In the year 2010, assessee entered into a joint development agreement as per which, he handed over the possession of the property to the developer. As per this agreement, the assessee is entitled for 70% of the constructed area and remaining 30% will go to the share of the developer. If the assessee gets anything more than 70%, the assessee shall pay for the excess constructed area at the rate of `9500/- per sq.ft. The project was not completed within three years due to delay in getting approval from the coastal zone regulation authority, who granted the same to the developer only in 2012. Assessee
Assessee earned Rs. `8,46,12,019/- towards capital gain and claimed exemption under section 54 of the Income Tax Act for the entire amount.
The bench noted the fact that the physical possession of the property was handed over to the assessee only after the developer obtained the permission from the authority. It was, therefor held that, a mere license to enter into the property for preparing plan and to carry on necessary formalities for the purpose of constructing the building cannot be construed as handing over of physical possession of the property.
“If the joint developer could not get the plan approved from Chennai Metropolitan Development Authority, the assessee would continue to be in the physical possession of the property. In other words, no part of property was handed over to the joint developer as per agreement which would enable him to continue in possession. As per the agreement, the assessee would continue the physical possession of property till the developer get approval from Chennai Metropolitan Development Authority. After the approval, the physical possession of the property was handed over, which ultimately falls in assessment year 2013-14. Therefore, the assessee filed a revised return to claim exemption under Section 54 of the Act. This Tribunal is of the considered opinion that when the assessee handed over the entire land on the basis of arrangement that the developer could retain 30% of land in proportionate to constructed area, there was transfer of property in the assessment year 2013-14.”

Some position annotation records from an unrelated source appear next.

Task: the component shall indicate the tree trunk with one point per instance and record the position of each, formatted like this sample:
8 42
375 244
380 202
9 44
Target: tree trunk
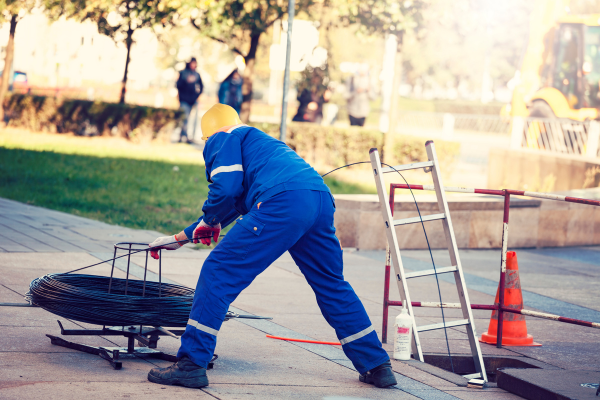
248 76
8 60
128 43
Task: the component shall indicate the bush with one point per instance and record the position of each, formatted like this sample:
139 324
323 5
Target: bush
83 117
335 146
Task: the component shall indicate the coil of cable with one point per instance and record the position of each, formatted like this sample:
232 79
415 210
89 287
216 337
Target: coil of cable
85 298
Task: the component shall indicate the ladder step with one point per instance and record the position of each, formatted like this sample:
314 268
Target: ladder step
427 272
406 167
431 217
450 324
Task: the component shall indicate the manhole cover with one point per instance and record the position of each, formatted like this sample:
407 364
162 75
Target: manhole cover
590 385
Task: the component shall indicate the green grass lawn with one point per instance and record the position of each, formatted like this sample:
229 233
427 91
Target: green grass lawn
143 187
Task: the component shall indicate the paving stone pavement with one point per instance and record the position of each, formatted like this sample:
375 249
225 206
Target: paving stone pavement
35 241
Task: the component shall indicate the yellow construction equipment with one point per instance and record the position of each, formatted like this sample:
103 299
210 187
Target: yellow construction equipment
560 74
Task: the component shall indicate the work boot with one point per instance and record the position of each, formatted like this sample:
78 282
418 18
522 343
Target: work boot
381 376
184 373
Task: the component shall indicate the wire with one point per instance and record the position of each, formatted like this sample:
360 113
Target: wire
85 298
428 246
345 166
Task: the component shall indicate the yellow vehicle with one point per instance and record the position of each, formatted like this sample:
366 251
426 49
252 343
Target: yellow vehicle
560 75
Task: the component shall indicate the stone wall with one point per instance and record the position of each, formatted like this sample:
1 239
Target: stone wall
539 171
477 222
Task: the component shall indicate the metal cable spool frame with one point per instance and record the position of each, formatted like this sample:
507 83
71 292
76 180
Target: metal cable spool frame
125 305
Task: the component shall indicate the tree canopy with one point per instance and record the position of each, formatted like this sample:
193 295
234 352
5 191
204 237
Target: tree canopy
240 24
119 19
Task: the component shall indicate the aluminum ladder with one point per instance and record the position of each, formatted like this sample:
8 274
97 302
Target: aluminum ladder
402 277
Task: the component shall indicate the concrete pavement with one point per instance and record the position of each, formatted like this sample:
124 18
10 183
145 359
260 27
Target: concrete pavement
251 365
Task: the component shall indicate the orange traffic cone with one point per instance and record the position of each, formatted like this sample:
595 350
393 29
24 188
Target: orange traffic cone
514 328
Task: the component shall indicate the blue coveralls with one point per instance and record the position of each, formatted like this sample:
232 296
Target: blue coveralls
284 206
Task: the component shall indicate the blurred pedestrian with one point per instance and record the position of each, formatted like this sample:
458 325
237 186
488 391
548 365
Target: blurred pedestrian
230 91
189 87
359 96
311 102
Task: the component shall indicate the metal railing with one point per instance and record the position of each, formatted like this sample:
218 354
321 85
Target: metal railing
556 136
448 123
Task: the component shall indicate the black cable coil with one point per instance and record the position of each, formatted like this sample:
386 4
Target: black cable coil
85 298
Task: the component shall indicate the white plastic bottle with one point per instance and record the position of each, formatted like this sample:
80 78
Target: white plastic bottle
403 335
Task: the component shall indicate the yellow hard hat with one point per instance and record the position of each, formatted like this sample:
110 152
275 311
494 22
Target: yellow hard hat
217 117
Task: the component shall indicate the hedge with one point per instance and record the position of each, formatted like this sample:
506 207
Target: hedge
83 117
319 145
335 146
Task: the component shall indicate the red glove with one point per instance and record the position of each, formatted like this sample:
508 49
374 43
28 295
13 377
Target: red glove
204 232
164 242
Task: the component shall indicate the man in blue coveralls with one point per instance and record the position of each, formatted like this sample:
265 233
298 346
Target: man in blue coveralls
284 206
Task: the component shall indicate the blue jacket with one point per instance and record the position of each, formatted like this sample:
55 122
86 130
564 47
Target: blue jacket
245 166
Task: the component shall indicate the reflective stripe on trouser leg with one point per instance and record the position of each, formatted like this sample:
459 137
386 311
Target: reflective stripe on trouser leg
202 328
234 263
358 335
319 257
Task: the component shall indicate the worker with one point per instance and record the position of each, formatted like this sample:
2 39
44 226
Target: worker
284 206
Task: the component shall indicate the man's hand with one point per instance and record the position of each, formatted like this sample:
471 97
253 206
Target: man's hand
204 232
165 242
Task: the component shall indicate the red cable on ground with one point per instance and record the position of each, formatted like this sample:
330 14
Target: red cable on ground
304 341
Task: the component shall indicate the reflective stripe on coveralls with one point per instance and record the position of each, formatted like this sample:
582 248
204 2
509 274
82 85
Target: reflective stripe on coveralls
358 335
203 328
301 222
227 168
268 167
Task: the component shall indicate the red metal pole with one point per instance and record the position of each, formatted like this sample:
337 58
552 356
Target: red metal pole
386 283
503 270
386 299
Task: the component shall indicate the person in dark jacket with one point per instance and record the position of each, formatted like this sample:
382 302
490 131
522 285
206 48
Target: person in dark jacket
311 102
230 91
189 87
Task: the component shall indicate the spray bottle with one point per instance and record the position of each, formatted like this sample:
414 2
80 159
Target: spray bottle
403 335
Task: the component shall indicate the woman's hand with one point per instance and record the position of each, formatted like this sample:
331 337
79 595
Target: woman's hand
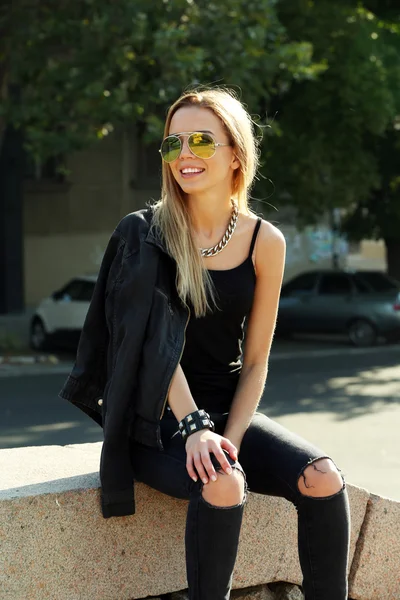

Dismissing the departmental appeal, the bench observed that the cost of 30% of undivided share of land would be deemed as the cost of 70% of constructed area at the rate of `9500/- per sq.ft since the assessee has not received any money from the developer. “The cost of 30% of undivided share of land would be deemed to be invested and deposited with developer on transfer of 30% of undivided share of land to the developer, for the assessment year 2013-14. Since the cost of 30% share of undivided land was deemed to be invested with the developer for construction, this Tribunal is of the considered opinion that the assessee is eligible for exemption under Section 54 of the Act,” it said.